The biggest drawback to vertical construction and it’s really pretty minor is that you’ll have to install horizontal strapping every foot (30 cm) around the framed 2×4 walls so that you have something to attach the boards to. If you want to gain an inch around the inside perimeter, you can opt to install horizontal blocks between the studs instead. Of course, this is not an issue with prefabricated saunas, which include the walls already assembled.
How will the heater be installed? Your heater must be sized to accommodate the cubic footage of your sauna. Some wall heaters are small and lightweight enough to be attached directly to the tongue-and-groove boards. Heavier units with a large rock capacity need to be mounted to the studs behind the boards. If you have to attach the heater to the studs, be sure to plan carefully and install extra studs if necessary so you can place the heater exactly where you want it. Another option is to use a floor-standing heater.
How will the door be installed? Sauna doors should open outward from the sauna and should not be equipped with any latching
device requiring lifting or turning to exit the sauna. A good option is a roller latch that allows the door to be opened merely by pushing or leaning on it. Also, plan whether you want the door to swing to the left or the right, which will depend on your particular setup.
Will there be a light in the sauna? Lighting can make the sauna more inviting, but it must be waterproof and certified for use in a sauna. If a fixture doesn’t meet these criteria, don’t use it, no matter how much you like it. Plan to install the light away from the benches so it doesn’t interfere with bathers. Some prefabricated saunas have recessed lights under the benches or in soffits around the ceiling, which produce a soft glow.
Will you need to prep the walls and ceiling before installation? Prefabricated saunas are finished on all sides and are designed to stand alone like a piece of furniture. Precut and custom saunas, however, are attached directly to walls of your home. Note that you cannot build a sauna over existing drywall. Over time, moisture from the sauna will damage the drywall. Therefore, be sure to remove all drywall from the walls and ceiling. Make sure that there is adequate insulation between the studs, and cover the wall and ceiling completely with a foil vapor barrier, which reflects heat back into the sauna and prevents moisture from getting into the walls of your home. Though you want to prevent moisture damage and heat loss, keep in mind that a sauna should not be airtight. In fact, it’s important to have adequate ‘ventilation that continually brings fresh air into the sauna. But if you’re having difficulty maintaining your sauna’s temperature, you might be exchanging the air too quickly. Through trial and error you’ll create the perfect rate of air exchange for your specific sauna.
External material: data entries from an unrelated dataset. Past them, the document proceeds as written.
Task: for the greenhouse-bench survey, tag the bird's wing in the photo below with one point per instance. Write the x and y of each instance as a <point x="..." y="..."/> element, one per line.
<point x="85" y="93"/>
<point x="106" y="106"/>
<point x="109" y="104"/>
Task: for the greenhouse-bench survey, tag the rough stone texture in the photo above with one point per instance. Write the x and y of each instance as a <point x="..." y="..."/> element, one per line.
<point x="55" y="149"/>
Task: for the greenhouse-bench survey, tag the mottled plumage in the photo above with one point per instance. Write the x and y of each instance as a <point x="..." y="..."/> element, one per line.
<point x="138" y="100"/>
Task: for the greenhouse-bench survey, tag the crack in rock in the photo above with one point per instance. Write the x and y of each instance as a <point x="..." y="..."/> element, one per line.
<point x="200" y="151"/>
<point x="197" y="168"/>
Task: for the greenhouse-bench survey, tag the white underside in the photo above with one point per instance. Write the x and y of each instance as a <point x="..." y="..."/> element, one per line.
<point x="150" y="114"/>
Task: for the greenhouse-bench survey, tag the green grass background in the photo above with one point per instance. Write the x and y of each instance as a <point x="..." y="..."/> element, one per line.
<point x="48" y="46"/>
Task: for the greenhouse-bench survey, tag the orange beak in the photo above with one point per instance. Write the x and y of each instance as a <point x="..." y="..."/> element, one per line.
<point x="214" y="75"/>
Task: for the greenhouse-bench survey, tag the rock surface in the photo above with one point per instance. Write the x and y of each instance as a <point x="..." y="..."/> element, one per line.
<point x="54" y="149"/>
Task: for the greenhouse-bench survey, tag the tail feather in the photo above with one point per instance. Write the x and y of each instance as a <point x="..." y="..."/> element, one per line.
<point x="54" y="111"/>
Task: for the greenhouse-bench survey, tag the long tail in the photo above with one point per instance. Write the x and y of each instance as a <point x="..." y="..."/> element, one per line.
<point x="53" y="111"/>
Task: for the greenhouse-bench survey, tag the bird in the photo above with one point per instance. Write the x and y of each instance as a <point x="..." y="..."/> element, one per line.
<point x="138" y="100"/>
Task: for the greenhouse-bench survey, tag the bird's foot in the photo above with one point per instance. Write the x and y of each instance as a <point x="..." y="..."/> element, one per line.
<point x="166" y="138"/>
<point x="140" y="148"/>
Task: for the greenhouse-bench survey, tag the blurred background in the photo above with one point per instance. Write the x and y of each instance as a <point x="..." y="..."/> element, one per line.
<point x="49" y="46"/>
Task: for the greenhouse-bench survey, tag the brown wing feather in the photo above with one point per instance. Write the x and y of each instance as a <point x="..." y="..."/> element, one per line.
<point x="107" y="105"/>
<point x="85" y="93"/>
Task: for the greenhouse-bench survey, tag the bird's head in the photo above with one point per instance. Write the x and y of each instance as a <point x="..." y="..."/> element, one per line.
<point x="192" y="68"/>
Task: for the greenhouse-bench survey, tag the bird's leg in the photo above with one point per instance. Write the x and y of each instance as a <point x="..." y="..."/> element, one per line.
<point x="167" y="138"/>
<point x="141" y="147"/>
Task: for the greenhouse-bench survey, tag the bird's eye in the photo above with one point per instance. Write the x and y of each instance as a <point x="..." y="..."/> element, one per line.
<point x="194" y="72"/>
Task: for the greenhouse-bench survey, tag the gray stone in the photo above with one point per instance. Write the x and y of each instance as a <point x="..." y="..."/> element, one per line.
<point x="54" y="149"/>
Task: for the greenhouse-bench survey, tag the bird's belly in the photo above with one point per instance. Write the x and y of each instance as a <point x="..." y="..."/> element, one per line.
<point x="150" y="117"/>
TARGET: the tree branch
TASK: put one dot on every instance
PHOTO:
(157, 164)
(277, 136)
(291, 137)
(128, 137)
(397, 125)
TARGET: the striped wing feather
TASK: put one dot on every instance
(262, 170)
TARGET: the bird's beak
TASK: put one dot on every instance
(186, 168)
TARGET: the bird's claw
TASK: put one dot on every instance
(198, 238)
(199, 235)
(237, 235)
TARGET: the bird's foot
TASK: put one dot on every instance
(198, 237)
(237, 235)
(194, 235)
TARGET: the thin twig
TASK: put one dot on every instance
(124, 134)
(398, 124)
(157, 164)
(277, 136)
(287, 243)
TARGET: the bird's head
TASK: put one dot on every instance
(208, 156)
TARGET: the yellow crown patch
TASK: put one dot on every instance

What type of floor surface will you use? In original outdoor Finnish saunas, the floor was dirt with maybe a few wooden planks on the ground for people to walk on as they made their way toward the benches. Today outdoor sauna designs typically include a duckboard floor. You can also install a sauna directly over concrete or a wooden deck.
For indoor saunas, the floor beneath the duckboards must be waterproof so that it can be cleaned easily and isn’t susceptible to water damage. A concrete floor (such as in the basement) works well. This can be dressed up with either duckboards or plastic draining mats. Tile is becoming increasingly popular because of its upscale look and ease of maintenance. Whatever material you choose, it should be able to stand up to the climate inside a sauna.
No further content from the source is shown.